Kevin Outterson: This bill is more of a framework. For example, they left out all the financing. But it sets a planning process for a single-payer — or what they’re calling a “single-payment” — system. If you read the various reports and presentations they’ve released so far, you can get a sense of where that’s going. Their plan is to roll every payer they can into one system. It’s easy to do with state and municipal employees. They might be able to do it with the individual and small-group markets that they regulate under the terms of the Affordable Care Act. They are going to ask the Obama administration for waivers for Medicaid, so they’d get the Medicaid money and use it in this system, and they also want a waiver for Medicare, which I’m not sure anyone has ever done before. And the last group they’re trying to woo in are the large, national employers who are regulated by ERISA. Their plan is to tax these employers whether they pay in or not, and then these employers have to ask themselves, “We’re already paying this tax, why wouldn’t we just put our employees into Green Mountain Care?”

EK: So all these different players remain part of the health-care system. But now their payments run through the Vermont state government.

KO: Right. So employers would still be paying in, the Vermont state government would still pay in, the federal government would still be paying in, but all the money would then flow through Green Mountain Care, the single-payment system. And for all providers, there’d just be one contract. It’d equalize payment rates between private insurance and Medicare and Medicaid. It’ll dramatically reduce their paperwork. That’s why they’re supporting it. And Blue Cross/Blue Shield of Vermont, which is the biggest insurer in the state, supports it.

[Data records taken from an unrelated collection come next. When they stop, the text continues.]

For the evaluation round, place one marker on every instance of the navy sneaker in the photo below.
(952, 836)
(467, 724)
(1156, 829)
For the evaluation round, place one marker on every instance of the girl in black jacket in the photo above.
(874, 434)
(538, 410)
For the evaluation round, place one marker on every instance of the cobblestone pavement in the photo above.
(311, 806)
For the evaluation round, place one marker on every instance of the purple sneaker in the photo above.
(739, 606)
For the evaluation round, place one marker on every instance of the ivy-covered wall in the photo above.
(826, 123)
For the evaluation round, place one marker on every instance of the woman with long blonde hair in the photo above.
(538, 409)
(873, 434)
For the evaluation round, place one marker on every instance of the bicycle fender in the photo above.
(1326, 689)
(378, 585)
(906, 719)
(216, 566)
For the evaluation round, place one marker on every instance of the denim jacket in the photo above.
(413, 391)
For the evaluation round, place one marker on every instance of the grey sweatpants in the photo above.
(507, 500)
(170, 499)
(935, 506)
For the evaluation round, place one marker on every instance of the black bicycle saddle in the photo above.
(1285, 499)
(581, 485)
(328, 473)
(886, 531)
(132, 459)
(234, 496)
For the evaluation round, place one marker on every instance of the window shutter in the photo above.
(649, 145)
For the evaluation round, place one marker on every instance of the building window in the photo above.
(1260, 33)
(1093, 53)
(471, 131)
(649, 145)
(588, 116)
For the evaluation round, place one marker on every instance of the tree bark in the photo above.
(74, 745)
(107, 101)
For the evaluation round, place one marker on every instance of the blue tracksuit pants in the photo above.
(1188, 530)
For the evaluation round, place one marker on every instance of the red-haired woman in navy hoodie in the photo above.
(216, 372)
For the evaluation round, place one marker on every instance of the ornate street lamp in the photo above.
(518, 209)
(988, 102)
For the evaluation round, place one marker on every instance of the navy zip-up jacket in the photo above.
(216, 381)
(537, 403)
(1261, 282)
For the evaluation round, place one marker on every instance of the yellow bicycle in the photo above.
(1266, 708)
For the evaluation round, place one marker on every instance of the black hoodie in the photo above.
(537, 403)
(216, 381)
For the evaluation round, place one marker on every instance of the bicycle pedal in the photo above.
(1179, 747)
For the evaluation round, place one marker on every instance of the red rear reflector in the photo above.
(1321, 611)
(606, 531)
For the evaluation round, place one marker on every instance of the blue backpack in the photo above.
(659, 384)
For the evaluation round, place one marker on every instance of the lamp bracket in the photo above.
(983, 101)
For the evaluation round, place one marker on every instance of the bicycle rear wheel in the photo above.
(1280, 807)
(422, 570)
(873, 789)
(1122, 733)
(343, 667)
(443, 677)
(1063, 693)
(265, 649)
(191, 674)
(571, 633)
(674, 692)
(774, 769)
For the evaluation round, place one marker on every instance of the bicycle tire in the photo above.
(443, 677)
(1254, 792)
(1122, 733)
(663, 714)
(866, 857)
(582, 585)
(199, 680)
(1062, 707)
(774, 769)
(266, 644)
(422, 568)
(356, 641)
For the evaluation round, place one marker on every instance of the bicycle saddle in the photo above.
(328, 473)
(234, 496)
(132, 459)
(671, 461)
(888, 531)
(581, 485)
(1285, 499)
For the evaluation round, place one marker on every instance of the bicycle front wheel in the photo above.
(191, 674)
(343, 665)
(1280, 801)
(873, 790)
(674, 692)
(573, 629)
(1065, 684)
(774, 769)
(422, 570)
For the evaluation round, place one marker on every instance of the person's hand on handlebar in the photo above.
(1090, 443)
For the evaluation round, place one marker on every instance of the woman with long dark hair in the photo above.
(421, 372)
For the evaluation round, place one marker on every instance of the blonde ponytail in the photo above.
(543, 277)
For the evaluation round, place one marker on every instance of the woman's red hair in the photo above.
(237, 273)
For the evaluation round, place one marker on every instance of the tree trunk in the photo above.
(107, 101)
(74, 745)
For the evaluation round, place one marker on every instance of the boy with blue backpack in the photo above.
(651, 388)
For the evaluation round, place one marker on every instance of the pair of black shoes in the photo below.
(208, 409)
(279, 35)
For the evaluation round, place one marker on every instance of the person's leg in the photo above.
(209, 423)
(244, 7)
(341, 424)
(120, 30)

EK: Wait, Blue Cross/Blue Shield supports it? Why? Won’t this put them out of business?

KO: You would think. But this is one of those Blue Cross plans that never sold out to Anthem. They’re still nonprofit. And they’ve got 70 percent of the market in Vermont. So the theory is they would administer the payment system. But they’re not alone. The Vermont Medical Association and the Vermont hospitals are supporting this legislation. The most vocal opponents are the state association of insurance agents, and the drug companies are about to descend in force, because there’s a lot in there the drug industry won’t like.

EK: How quickly could something like this be up and running in Vermont?

KO: They can do a single-payment system fairly quickly for the state and municipal employees and the individual and small-group exchange markets that they regulate under the ACA. So that’s the core. And it’s pretty substantial. And if they get Blue Cross in, then they get Blue Cross’s customers. Then there’s Medicaid and Medicare, which will be a long process going back-and-forth with the Center on Medicaid and Medicare Services. And then the discussion with the big employers is happening now, as Vermont can toss this tax into place pretty quickly, which will force those guys in.

EK: But there’s no financing mechanisms in the bill yet, right? That seems like a pretty big omission.

KO: Vermont has a study group that’s been working on financing for a while and that’s been negotiating with these big employers to join the party. And they need them there: If they don’t tax the big guys, they don’t have the money, and if they don’t get buy-in from the big guys and they move their offices to New Hampshire, Vermont has a problem. But let’s say you’re Wal-Mart. You might be willing to take a risk on paying a bit more in Vermont because if it works and spreads, this might fix your long-term problems nationally. If I was a national employer with 3 or 4 million lives in my care, I might be willing to invest a little money to see if Vermont can do this.

EK: That national question seems like the interesting one. In Canada, single payer began in a single province and then spread across the whole country. If Vermont pulls this off successfully, it seems like the sort of thing that, in 10 or 20 years, could lead to very large changes in America’s health-care system.

KO: The first thing I posted on was the incredible power of Vermont’s version of the Independent Payment Advisory Board to control costs. If they do this and they’re successful, there are a number of other states that will want to try it. It’s a 20-year time horizon, but if you think national single-payer is a political nonstarter, this is where the action is. But that’s the question: whether they can control costs. That’ll be everything.